Barbakan 2019: Hania Rani

Máte radi hudbu Ólafura Arnaldsa, Grandbrothers alebo Jóhanna Jóhannssona? Tak si nenechajte ujsť jediný koncert talentovanej pianistky a skladateľky Hanie Rani na Slovensku.

Máte radi hudbu Ólafura Arnaldsa, Grandbrothers alebo Jóhanna Jóhannssona? Tak si nenechajte ujsť jediný koncert talentovanej pianistky a skladateľky Hanie Rani na Slovensku. Bližšie info o predpredaji už čoskoro…

“I think I am the same person as an artist and as a person. Music is my way of communication and I see the art, the music as a whole thing, with no borders, divisions, or even genres.” (Hania Rani)

Hania Rani is a pianist, composer and musician who splits her life between Warsaw, where she makes her home, and Berlin where she studied and often works. She has written for strings, piano, voice and electronics and has collaborated with the likes of Christian Löffler, Dobrawa Czocher and Hior Chronik, and released an album with her Polish group tęskno last year. She has performed at some of the most prestigious venues in Europe – from the National Philharmony in Warsaw, to Funkhaus in Berlin, to The Roundhouse in London (where she made her debut at the Gondwana 10th anniversary festival last October) and at festivals such as Open’er, Off Festival and Eurosonic. Her compositions for solo piano were born out of a fascination with the piano as an instrument, and her desire to interpret its sound and harmonic possibilities in their entirety and in her own way.
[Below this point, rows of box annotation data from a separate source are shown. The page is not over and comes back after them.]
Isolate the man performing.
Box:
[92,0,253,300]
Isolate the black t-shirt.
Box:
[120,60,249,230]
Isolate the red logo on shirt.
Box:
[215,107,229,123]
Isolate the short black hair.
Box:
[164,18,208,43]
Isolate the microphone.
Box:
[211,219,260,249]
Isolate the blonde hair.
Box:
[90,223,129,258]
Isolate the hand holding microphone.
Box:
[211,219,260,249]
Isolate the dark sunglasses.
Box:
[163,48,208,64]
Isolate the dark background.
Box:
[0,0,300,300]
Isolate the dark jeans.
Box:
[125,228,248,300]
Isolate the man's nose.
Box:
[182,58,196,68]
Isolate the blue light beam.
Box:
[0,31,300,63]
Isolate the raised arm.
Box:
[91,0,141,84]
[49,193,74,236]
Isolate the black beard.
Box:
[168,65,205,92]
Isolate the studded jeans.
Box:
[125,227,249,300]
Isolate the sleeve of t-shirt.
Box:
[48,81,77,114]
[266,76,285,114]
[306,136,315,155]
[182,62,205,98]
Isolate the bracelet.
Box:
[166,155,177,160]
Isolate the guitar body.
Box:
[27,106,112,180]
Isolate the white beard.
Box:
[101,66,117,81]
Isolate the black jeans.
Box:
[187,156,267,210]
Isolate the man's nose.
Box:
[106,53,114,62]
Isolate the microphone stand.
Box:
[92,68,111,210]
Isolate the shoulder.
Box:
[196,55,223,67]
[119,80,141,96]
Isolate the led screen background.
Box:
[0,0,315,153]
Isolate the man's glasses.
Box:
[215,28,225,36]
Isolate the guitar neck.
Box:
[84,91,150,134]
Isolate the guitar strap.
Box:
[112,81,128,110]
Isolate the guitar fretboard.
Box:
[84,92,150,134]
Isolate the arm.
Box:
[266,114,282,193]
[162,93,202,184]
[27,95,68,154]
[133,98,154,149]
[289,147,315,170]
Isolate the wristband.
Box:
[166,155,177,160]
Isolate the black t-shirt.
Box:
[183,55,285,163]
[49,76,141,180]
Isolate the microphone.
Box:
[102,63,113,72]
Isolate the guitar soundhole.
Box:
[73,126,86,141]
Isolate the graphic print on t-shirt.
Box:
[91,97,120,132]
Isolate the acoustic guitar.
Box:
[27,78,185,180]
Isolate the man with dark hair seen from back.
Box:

Esja is her debut solo album and for Rani it is her first, real, personal statement as an artist. “No hiding behind the “collaborations” or “projects” anymore. For the very first time, finally – just me, as I am”.

Recorded at Rani’s apartment in Warsaw (the piano room has a beautiful reverb and the space has become part art studio and part sound laboratory for Rani) and at her friend Bergur Þórisson’s studio in Reykjavik, Esja is a series of beautiful melodic vignettes. Sensual, sensitive, rhythmic, atmospheric, free but harmonious, beguiling and hypnotic, collectively they project a sense of unlimited space and time.

Originally, Rani hadn’t planned to release a solo piano album at all. “I would like to be considered first of all as a composer of music – so not being limited to any instrument or voice or whatever. The solo album came when I went to Reykjavik, where I wrote some new songs instantly while in the studio, so they were almost improvised compositions. It was then that I decided to release an unadorned solo piano album – telling a lot about my musical roots, which are definitely in this instrument. But it’s also just a small prelude of all the music that I want to share in the future”.